Особенно страшна была первая комната с дополнительным оконцем на темную кухню, с пыльным подоконником и словно стремившимися вырваться из крошечных банок долговязыми столетниками, которые бабка поила спитым чаем. Бабка, прожившая почти до ста лет, в Москве провела полвека, но так и не ходила никуда дальше Тишинского рынка. Она и служила лет до девяноста — все ночным сторожем в военном ателье, которое помещалось в подвале того же дома; спала на столе закройщика, подложив ватник и укрываясь недошитой генеральской шинелью.
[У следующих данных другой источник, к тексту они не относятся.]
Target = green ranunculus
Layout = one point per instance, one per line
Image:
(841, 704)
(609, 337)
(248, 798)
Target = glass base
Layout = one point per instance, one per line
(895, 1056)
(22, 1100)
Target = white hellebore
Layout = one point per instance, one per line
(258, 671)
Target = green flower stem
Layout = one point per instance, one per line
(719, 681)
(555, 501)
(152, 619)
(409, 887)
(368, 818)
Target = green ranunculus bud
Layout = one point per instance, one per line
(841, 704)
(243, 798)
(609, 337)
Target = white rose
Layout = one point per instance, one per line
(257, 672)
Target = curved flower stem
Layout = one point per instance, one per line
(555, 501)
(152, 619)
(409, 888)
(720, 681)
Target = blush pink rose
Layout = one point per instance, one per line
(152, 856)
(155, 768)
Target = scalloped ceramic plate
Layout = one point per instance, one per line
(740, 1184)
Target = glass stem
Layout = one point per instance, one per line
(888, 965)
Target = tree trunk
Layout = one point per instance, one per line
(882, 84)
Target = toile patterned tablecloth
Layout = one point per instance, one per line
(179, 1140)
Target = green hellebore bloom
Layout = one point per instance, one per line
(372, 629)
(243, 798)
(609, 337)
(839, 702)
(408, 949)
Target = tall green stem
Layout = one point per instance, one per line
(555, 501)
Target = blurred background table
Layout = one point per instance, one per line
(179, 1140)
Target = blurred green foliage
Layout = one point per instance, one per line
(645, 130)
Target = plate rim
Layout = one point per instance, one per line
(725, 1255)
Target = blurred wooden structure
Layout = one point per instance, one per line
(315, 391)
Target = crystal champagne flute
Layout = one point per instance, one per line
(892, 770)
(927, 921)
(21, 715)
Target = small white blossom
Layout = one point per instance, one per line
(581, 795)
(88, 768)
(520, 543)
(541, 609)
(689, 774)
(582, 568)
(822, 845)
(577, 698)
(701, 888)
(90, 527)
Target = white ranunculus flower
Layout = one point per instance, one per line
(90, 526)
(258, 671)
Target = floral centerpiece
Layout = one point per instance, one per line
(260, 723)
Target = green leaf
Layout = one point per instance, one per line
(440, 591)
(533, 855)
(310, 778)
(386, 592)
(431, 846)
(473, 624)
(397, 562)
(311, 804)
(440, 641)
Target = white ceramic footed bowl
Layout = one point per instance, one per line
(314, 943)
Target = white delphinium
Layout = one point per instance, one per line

С годами она заметно менялась, и в девяносто была иной, чем в семьдесят, — тугие, как у свернутой жгутам мокрой простыни, морщины постепенно разглаживались, кожа на лице подсыхала, натягивалась, глаза тускнели, а вот волос, хоть и редкий, оставался черным. Седина ее не брала. Лет до восьмидесяти бабка могла выпить водки, потом — только кагору и то немного, жила же на одном чаю свирепой крепости, никогда не пользовалась остывшей заваркой, а делала всякий раз новую. Любила рассказывать о себе, о своей жизни — себе же самой, сидя в уголку, на постели, покрытой засаленным лоскутным одеялом, и раскачиваясь. Когда выпивала, иногда пела песню, одну и ту же — «За мной, мальчик, не гонис… А погонисса за мной — потеряешь свой спокой…». Она, очевидно, ходила когда-то, в незабвенные времена, в школу, но недолго. По крайней мере «Попрыгунью-стрекозу» помнила наизусть и охотно рассказывала, но не как стихи, а как свое, родное. Еще любила рассказывать, как девкой повстречала в лесу русалку: «На березе сидить да так и летает по суку туда-сюда: «И-их! И-их!» Я корзину с грибами бросила — и бечь!» — «А отчего, бауш?» — «Как, отчего? Поймает, не хуже, — защекочет!» В войну наотрез отказалась уезжать из Москвы, вспоминала: «Сижу одна в фатере, вдруг, не хуже, застучели. Я цепку накинула, смотрю — военные. Я им: «Вы русские ай немцы?» Они смеются: «Русские, мать, русские». — «А я, говорю, кирпичей натаскала на окно. Придут немцы — кидать буду». — «Значит, не боишься смерти?» — «Не́-а!» Смерти она, правда, не боялась. Поражала простота, обыденность ее обращения со смертью, спокойные разговоры о месте на Ваганьковском кладбище, об отложенных на отпевание деньгах. А перед смертью не заболела, а сразу ослабла. За день до смерти она встала и, как была в носках, резко направилась ко входной двери. «Да ты куда?» — спросил ее сын. «Да в деревню». Умерла она как раз на Николу Зимнего, в день именин сына.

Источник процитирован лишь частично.